Нет, ему это не удалось. С безумной щедростью разбросав столько золота, он встретил лишь презрение или ненависть. Ненависть! Кто бы мог похвастаться тем, что возбудил столько ненависти в людях, уподобившись большому кораблю, всколыхнувшему тину, когда его киль коснулся дна? Он был слишком богат — это заменяло ему все пороки, все преступления, отдавало его в жертву безымянной мести, жестокой и нескончаемой неприязни'.
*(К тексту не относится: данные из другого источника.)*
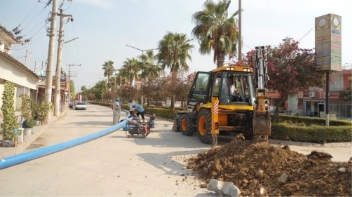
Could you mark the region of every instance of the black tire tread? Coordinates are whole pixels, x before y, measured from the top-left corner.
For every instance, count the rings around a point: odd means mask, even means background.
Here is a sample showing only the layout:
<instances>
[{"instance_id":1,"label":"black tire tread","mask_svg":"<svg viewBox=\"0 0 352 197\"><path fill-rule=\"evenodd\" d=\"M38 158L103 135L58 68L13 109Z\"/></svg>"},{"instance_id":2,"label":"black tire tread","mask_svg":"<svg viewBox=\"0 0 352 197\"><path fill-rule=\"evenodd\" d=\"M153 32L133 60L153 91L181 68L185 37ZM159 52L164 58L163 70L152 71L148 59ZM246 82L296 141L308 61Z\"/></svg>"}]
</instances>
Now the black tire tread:
<instances>
[{"instance_id":1,"label":"black tire tread","mask_svg":"<svg viewBox=\"0 0 352 197\"><path fill-rule=\"evenodd\" d=\"M202 116L204 116L207 120L208 124L207 126L207 131L205 135L203 136L201 135L200 134L198 134L198 136L199 139L203 144L211 144L213 141L213 136L212 135L212 111L210 109L202 109L199 111L198 114L198 117L197 119L197 125L198 126L198 123L199 122L199 119ZM197 129L198 131L198 128Z\"/></svg>"},{"instance_id":2,"label":"black tire tread","mask_svg":"<svg viewBox=\"0 0 352 197\"><path fill-rule=\"evenodd\" d=\"M190 136L193 134L194 132L197 130L197 115L193 112L188 112L182 116L181 119L181 123L182 120L186 119L187 121L187 129L183 131L182 129L182 126L181 126L181 131L182 134L185 135Z\"/></svg>"}]
</instances>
— Ах, господа! — восклицал бедный Набоб, подняв судорожно сжатые кулаки. — Я знал нужду, я боролся с ней один на один, и это была страшная борьба, клянусь вам. Но бороться с богатством, отстаивать свое счастье, честь, покой, плохо защищенные грудой золотых монет, которые сыплются на вас и давят вас, — это нечто еще более мерзкое, еще более отвратительное. Никогда, в дни самого мрачного отчаяния, я не знал таких горестей, тревог, бессонных ночей, какие принесло мне богатство, ужасное богатство, которое я ненавижу и которое душит меня! Меня прозвали в Париже Набобом. Нет, меня надо было прозвать не Набобом, а Парией, Парией, — он простирает руки к обществу, а оно отталкивает его!..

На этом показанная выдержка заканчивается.